こうした個人情報をふくむデータの活用を進めるためには、適切に情報の提供や利用がおこなわれるような制度の整備が必要です。情報セキュリティを確保するのはもちろん、個人が自分の情報をコントロールできる(利用目的や範囲に応じて、情報提供の拒否や同意ができる)状態も確保するようなしくみが求められます。

そこで、「情報銀行」のしくみを基本としながら制度を整備することが検討されています。「情報銀行」とは、認定を受けた組織が個人から委任を受け、本人の同意の範囲内で第三者へ情報提供をおこなうなど、情報を適切に管理するしくみです。消費者保護のため、情報の提供先について第三者が審議・助言をおこなうことなどが定められており、電力データ活用に当たっても、中立性の高い組織による監視・監督の必要性が議論されています。

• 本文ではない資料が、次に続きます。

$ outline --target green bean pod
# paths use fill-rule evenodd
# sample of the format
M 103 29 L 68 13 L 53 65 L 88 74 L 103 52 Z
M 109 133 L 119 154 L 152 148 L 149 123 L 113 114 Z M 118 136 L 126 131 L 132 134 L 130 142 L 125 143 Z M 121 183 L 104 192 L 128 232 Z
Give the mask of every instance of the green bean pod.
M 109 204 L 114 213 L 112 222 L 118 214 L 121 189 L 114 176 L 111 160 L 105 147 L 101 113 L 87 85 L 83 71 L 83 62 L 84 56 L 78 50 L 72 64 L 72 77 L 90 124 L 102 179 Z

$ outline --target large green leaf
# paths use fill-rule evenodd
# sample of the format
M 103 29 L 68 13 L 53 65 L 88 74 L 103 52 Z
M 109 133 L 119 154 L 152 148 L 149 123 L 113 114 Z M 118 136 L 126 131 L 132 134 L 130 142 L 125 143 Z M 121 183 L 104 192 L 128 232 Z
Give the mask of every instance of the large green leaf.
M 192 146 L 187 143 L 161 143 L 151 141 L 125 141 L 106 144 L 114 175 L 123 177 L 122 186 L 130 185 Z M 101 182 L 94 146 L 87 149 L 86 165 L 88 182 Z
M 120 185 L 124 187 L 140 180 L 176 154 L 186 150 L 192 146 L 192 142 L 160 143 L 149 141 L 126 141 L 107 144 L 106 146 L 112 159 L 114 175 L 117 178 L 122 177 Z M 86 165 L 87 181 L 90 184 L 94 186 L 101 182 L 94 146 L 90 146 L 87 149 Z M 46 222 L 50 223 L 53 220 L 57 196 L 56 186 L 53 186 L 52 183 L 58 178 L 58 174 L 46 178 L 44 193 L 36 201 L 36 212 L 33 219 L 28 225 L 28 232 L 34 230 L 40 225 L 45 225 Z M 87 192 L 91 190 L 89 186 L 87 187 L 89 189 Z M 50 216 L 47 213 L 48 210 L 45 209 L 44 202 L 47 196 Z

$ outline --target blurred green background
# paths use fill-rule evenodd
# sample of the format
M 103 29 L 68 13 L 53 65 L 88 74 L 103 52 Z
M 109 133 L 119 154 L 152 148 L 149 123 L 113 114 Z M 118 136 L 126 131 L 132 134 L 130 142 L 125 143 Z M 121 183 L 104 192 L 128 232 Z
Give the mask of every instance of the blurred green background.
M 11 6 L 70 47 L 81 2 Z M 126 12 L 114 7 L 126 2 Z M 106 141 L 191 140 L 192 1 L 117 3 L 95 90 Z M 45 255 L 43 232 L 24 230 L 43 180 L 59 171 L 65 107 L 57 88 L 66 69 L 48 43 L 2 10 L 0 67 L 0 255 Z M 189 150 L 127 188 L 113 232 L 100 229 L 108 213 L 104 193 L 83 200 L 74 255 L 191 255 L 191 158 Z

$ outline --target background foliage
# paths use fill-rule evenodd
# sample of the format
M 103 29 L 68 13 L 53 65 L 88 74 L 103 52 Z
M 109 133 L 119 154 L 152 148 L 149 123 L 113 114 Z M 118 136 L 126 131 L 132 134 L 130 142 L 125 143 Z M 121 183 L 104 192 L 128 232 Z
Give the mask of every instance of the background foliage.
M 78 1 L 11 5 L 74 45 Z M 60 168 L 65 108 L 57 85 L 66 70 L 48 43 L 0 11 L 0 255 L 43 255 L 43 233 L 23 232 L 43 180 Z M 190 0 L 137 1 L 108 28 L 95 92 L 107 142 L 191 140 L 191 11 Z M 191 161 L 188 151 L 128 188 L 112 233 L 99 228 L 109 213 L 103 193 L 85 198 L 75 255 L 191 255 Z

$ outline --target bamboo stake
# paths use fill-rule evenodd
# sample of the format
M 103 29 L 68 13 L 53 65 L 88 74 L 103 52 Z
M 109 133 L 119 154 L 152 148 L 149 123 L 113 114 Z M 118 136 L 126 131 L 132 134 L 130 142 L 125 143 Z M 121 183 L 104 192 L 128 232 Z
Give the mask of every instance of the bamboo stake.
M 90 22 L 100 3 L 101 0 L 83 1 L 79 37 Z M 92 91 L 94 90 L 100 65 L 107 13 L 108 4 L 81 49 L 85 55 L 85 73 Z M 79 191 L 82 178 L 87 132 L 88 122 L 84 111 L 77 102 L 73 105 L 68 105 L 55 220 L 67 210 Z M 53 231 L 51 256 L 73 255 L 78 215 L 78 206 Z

また、電気事業は法令に基づいて運営されていることから、こうした法令との整合性も必要となります。このようにさまざまな論点が、委員会などで検討されています。
 

電力データ活用を検討する場「グリッドデータバンク・ラボ」
電力データ活用を検討する場「グリッドデータバンク・ラボ」

事業者側でも、2018年、「グリッドデータバンク・ラボ」が発足し、電力10社とデータの利用を希望する約70の企業・団体が参画し、データ活用について検討しています。

グリッドデータバンク・ラボは、東京電力パワーグリッド株式会社および株式会社NTTデータが設立した有限責任事業組合で、その後、関西電力株式会社と中部電力株式会社も出資者として加わりました。データ利用側として参画しているのは、東京都足立区や、一般財団法人日本気象協会、地図データを取り扱う株式会社ゼンリン、株式会社横浜銀行などです。

このラボでは、電力データをどう活用できるかのデモ展示、企業同士のマッチングや交流機会の提供、アイデアの実用化に向けた支援などを実施して、電力データを活用した新しいビジネスモデルを推進しています。

 

個人情報に配慮しながら、どのように電力データを利活用して新たな価値を創りだすかということは、産官学の連携のもと、業界や関連団体全体で考えていくべきものです。適切なルール整備によって、スマートメーターデータの活用がさらに拡大していくことが期待されます。